Henry felt the ground tremble as the mechanical shape came trudging around to stand beside Typhoon. That would be Crusher, the man in the steam-powered suit that could lift a thousand pounds. The suit was a gleaming marvel of brass and steel, with articulated arms and legs and pincher-like hands. A perforated grill covered the face of the man inside.
“Disperse,” rumbled a bass voice from inside the suit. “Go home or face the consequences.”
The thick-bellied man regained his feet, one hand pressed to his stomach. He wore a look of murderous rage, and he wormed himself backward, putting several of his men between him and Typhoon.
Then he drew a nickel-plated revolver from under his coat.
Henry bellowed and charged, pushing his way past his friends, and hurled himself at the man with the gun. Men clutched at him, he drove a fist into a masked face, and a swinging chain curled around his left forearm. He used his right hand to throw the hammer he was carrying, and it caught the gunman on the side of the head.
Men shouted, a woman screamed, and metal clashed against metal. Henry didn’t see the blow that hit him, he just felt an explosion of pain above his ear. The world lurched around him, and when he became fully aware again he was lying on his back with a cluster of worr
ied faces peering down at him.
Half a dozen torches lay sputtering in the street. The Justice Wagon was gone, and the mob had scattered. The battle was over.
For now.
The others applauded when Henry climbed to his feet. He was the most serious casualty. Alice had a black eye, and a young man had a bleeding nose and a line of welts across his face where a chain had struck him.

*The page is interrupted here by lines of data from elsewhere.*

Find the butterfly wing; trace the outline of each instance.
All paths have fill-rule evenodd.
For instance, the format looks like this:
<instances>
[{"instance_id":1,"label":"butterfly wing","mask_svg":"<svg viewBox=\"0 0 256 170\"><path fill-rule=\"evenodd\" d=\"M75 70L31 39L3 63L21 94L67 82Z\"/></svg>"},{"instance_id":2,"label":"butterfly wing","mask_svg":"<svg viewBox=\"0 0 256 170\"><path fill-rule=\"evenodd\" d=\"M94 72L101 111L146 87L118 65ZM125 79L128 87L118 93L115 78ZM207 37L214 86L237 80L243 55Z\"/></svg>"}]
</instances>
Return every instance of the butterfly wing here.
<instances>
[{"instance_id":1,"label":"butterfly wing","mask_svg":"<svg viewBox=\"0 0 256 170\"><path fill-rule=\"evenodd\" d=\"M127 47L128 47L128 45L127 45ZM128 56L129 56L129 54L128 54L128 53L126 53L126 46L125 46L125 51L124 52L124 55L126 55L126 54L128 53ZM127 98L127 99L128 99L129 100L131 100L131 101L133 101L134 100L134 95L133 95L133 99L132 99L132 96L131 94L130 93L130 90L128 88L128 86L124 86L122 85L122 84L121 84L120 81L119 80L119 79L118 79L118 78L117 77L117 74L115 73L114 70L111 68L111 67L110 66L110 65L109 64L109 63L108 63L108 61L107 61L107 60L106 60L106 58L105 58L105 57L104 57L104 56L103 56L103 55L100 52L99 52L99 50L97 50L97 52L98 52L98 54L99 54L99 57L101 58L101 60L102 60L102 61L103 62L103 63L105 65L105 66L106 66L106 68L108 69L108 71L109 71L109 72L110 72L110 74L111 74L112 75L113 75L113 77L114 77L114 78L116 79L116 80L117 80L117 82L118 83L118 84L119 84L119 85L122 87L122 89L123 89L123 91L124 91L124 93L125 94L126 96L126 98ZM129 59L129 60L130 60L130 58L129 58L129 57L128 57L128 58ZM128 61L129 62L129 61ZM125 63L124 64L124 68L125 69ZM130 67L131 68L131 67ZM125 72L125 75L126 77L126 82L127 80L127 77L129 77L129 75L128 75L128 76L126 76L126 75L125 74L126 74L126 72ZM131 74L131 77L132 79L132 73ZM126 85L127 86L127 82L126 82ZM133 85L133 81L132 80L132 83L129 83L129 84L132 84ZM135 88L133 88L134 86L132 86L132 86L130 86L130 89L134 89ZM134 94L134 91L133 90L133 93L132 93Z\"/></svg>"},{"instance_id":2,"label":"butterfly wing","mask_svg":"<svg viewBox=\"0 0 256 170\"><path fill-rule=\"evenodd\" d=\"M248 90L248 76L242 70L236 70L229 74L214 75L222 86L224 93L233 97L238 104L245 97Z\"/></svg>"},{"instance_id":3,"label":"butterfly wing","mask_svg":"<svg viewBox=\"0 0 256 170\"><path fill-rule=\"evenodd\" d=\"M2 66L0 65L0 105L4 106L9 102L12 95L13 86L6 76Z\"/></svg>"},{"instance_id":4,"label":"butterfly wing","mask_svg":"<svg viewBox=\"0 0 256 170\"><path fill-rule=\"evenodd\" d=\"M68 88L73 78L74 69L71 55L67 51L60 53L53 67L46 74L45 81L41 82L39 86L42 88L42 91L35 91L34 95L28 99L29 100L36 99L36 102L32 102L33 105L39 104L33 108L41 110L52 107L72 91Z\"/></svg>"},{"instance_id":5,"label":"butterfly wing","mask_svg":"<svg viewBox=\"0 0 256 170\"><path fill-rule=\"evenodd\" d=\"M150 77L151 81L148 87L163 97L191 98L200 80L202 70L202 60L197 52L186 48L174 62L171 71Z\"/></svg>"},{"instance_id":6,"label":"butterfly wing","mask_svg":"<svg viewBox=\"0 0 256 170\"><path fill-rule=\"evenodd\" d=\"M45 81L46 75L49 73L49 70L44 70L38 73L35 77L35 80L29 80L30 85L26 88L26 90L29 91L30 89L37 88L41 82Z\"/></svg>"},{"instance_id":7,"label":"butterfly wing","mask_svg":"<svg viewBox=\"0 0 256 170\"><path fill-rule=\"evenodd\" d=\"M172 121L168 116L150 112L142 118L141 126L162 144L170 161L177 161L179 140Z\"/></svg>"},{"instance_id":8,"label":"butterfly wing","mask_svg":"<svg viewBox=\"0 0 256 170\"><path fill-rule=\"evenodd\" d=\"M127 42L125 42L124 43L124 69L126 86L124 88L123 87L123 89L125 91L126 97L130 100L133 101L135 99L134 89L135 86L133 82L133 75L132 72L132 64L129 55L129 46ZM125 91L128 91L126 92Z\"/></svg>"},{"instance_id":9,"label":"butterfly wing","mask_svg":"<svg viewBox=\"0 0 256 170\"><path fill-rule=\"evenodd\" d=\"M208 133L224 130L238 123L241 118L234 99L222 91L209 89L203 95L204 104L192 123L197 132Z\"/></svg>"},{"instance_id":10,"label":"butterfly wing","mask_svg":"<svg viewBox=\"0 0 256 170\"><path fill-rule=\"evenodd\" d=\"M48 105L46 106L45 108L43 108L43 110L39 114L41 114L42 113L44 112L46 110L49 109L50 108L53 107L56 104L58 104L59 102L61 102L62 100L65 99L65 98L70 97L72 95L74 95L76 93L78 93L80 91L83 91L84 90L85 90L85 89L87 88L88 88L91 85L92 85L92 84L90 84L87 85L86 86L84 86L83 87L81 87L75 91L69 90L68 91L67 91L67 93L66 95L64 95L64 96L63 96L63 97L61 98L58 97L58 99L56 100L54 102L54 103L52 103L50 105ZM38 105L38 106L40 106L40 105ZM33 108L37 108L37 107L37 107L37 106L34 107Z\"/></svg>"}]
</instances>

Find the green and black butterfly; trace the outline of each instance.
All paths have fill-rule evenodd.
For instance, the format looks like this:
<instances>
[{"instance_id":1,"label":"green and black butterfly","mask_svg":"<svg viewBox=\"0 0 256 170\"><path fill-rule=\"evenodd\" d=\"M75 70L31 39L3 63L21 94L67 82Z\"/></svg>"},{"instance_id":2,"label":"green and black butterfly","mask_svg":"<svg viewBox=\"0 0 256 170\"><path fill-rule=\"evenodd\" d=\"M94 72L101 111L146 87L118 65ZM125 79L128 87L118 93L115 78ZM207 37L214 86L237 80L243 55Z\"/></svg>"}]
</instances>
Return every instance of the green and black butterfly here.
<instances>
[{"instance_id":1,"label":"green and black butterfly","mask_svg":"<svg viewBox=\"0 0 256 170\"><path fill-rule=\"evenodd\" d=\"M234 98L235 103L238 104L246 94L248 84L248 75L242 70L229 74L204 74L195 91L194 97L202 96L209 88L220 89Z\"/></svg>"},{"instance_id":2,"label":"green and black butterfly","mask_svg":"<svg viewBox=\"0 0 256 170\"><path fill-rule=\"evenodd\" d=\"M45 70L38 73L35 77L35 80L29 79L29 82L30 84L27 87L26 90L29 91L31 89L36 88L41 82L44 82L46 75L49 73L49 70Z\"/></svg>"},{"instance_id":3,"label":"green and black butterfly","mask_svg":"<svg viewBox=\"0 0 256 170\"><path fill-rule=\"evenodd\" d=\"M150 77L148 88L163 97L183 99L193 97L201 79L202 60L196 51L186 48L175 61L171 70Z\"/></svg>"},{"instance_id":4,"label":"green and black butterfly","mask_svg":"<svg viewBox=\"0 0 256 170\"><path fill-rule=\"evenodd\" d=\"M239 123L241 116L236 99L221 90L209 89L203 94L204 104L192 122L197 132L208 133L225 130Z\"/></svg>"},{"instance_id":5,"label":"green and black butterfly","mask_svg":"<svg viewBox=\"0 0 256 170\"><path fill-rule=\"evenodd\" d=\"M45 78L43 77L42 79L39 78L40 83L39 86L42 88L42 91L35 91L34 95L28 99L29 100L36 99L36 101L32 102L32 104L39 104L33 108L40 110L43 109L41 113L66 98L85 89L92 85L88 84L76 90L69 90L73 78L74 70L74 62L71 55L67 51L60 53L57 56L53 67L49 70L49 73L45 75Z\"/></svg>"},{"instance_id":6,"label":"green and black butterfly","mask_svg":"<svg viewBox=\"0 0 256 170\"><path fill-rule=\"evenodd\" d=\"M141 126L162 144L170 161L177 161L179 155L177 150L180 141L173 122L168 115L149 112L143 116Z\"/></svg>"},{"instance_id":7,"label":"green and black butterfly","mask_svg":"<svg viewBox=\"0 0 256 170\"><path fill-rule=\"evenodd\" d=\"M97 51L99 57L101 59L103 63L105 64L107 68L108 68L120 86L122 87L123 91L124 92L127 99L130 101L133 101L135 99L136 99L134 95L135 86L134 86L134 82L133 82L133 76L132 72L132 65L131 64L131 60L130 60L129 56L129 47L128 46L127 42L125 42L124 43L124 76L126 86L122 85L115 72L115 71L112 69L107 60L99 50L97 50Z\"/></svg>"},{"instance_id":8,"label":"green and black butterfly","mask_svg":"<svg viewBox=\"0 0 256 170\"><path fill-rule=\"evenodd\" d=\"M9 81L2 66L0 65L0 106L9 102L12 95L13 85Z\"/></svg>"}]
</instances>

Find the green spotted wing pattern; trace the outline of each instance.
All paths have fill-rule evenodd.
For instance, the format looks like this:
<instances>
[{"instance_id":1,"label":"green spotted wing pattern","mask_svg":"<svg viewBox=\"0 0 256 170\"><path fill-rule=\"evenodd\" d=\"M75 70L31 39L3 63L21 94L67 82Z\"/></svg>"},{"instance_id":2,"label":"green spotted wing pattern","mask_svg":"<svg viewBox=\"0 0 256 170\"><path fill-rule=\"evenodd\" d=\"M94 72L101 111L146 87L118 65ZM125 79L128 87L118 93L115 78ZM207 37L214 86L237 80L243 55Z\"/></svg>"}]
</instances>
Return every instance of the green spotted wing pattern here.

He wore his bruises like a badge of honour. All of them were chattering excitedly, flushed with the thrill of victory.
It’s not over, Henry thought. But he kept the thought to himself as he slipped out of the group and headed home. His handkerchief was gone, and there was no discreet way to ask if any of the gang had seen his face. It was a relief to find the little blue house standing quiet and intact, and he breathed a prayer of thanks as he let himself inside. French Murphy might still take a terrible revenge, but for now Widow Cready and her daughter were safe.
He was exhausted, but he lay awake reliving the battle. It should’ve gone much worse. Only the intervention of two masked fools had saved them all from disaster. Henry was intensely curious about Crusher and Typhoon. They were remarkably effective together, like a hammer and an anvil, but they were vulnerable to gunfire. Oh, Typhoon could dodge the shots, and Crusher could deflect them, but the innocent people they were trying to protect could be gunned down before the two heroes could react.
What they needed, Henry reflected, was a ranged weapon. He fell asleep dreaming of joining them, wearing a mask and using a bow to round out their defences.
* * *
The next morning, he dropped a knife while spreading jam on a slice of toast. It was a bitter reminder that his twisted fingers would never hold a bowstring again. He was good for stacking lumber and busting heads, and that was about it. He left the house in a sour mood and headed for the factory site to see if it had burned yet.
He found most of the crew already there, getting ready to raise the walls. Alice’s shiner had blackened and spread into a magnificent blossom that covered a quarter of her face. If it bothered her, he couldn’t tell by looking at her. She was as indomitable as always.